The data governance framework is based on four main pillars:

  1. Data discovery: data classification, data lineage, metadata and catalog and data quality
  2. Data management: lifecycle and records management, master data, master data and SRE
  3. Data protection: masking, encryption, access management, audit and compliance, residency and retrievability
  4. Data Accountability: Ownership, Policies and Standards, Domain-Based Governance, and Ethics

“Data governance encompasses the ways in which people, processes and technology can work together to enable auditable compliance with defined and agreed upon policies across different technical solutions and different infrastructure boundaries,” Kirthi said.

Data Priorities

“What organizations really want is to be able to learn from the data they have, without any restrictions, without necessarily moving it around, and in a way that makes sense to them,” Kirthi said.
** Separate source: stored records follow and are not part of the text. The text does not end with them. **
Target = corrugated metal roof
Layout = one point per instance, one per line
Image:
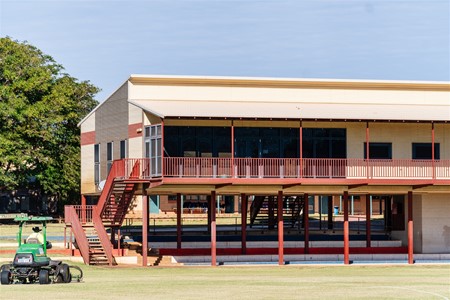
(295, 110)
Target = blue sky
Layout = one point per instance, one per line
(106, 41)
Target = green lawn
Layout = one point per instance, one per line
(249, 282)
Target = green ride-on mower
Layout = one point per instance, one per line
(31, 263)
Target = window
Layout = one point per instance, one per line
(123, 149)
(109, 156)
(324, 143)
(378, 150)
(153, 140)
(197, 141)
(97, 164)
(423, 151)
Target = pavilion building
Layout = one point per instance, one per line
(291, 147)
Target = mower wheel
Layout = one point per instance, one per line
(65, 272)
(6, 277)
(43, 277)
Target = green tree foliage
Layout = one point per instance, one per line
(40, 107)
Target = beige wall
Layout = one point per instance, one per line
(87, 158)
(435, 223)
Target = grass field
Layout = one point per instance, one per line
(249, 282)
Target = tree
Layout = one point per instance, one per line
(40, 107)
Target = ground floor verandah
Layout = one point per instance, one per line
(304, 243)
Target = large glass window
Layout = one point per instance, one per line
(123, 149)
(196, 141)
(378, 150)
(324, 143)
(153, 148)
(424, 150)
(109, 156)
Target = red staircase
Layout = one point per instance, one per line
(88, 223)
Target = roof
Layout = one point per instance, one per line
(288, 98)
(296, 110)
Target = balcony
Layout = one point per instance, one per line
(285, 168)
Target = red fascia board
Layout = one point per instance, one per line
(87, 138)
(135, 130)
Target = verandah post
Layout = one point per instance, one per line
(244, 199)
(346, 231)
(280, 228)
(410, 230)
(145, 219)
(213, 229)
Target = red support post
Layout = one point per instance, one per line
(179, 210)
(232, 149)
(432, 151)
(410, 230)
(367, 148)
(213, 229)
(271, 214)
(72, 251)
(145, 219)
(368, 223)
(162, 148)
(346, 231)
(83, 209)
(244, 204)
(301, 149)
(118, 243)
(280, 228)
(306, 222)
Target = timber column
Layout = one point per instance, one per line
(145, 220)
(410, 230)
(346, 231)
(213, 229)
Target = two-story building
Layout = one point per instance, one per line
(293, 146)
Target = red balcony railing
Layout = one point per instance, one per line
(199, 167)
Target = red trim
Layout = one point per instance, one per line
(304, 181)
(179, 221)
(244, 205)
(306, 221)
(280, 228)
(135, 130)
(145, 217)
(290, 251)
(410, 230)
(213, 229)
(368, 215)
(346, 231)
(232, 149)
(87, 138)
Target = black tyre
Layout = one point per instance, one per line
(6, 277)
(43, 277)
(6, 267)
(64, 271)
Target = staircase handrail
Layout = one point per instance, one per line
(72, 217)
(102, 235)
(117, 170)
(256, 207)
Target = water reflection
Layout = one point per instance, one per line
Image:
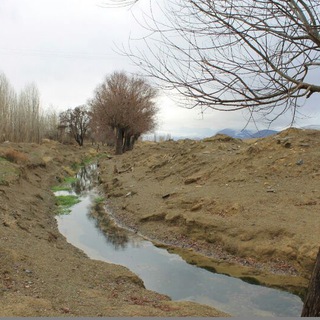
(114, 235)
(92, 230)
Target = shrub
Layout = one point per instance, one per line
(15, 156)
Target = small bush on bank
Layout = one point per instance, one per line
(15, 156)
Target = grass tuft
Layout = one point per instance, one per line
(65, 202)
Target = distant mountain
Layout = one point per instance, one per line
(247, 134)
(312, 127)
(264, 133)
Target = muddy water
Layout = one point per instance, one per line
(164, 272)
An intelligent data fabric enables organizations to centrally manage, monitor, and govern data across data lakes, data warehouses, and data marts with consistent controls, providing access to trusted data and powering analytics in large scale. It provides unified metadata-driven data management through a single pane of glass, centralized security and governance, enabling distributed ownership with global control, built-in intelligence to unify distributed data without data movement, and a single platform. open form supporting open source tools and a robust partner ecosystem.

What is a data mesh?

Data mesh is a type of data architecture that makes data accessible, available, discoverable, secure, and interoperable. It combines two principles: domain-driven decentralization and data-as-product.

In domain-driven decentralization, data belongs to the people who understand it best. For example, the finance team owns the financial data and the human resources team owns the human resources and employee data. Thus, no centralized entity owns the data of the entire organization.

In the second approach, the data is considered as a product. A team owns the data, just as a team would own all of the services and its business. In other words, you treat other teams as internal customers of your data.

Now let’s see how to create a data mesh architecture. Building a data mesh involves:

  1. Organize data to map it to your business: Logical organization of data according to its use rather than where it is stored.
  2. Uniformly manage and govern data: Establish standardized policies for access control, data quality, classification and lifecycle management.
  3. Access data from a variety of tools: Access distributed data from cloud-native, open-source google tools with automatic metadata propagation and a unified experience.

Google Cloud Way

“We have three data domains here, sales data, CRM data or customer data and product data, each of which can be implemented as a different data lake, with their respective data pipelines, allowing the respective product teams to implement a very fine-grained permissions control, including at a sub-lake or ozone level on each of these data lakes independently, as defined by organizational best practices,” Kirthi said.

She further stated that with this architecture:

  1. Your organization gets the freedom to store data wherever you want, choose the best analytics tools, and have flexibility in pricing and consumption model to meet financial governance needs.
  2. Built-in data intelligence leveraging the best AI/ML capabilities to automate data management and reduce manual tasks.
  3. Enable standardization and unification of metadata, security policies and data classification.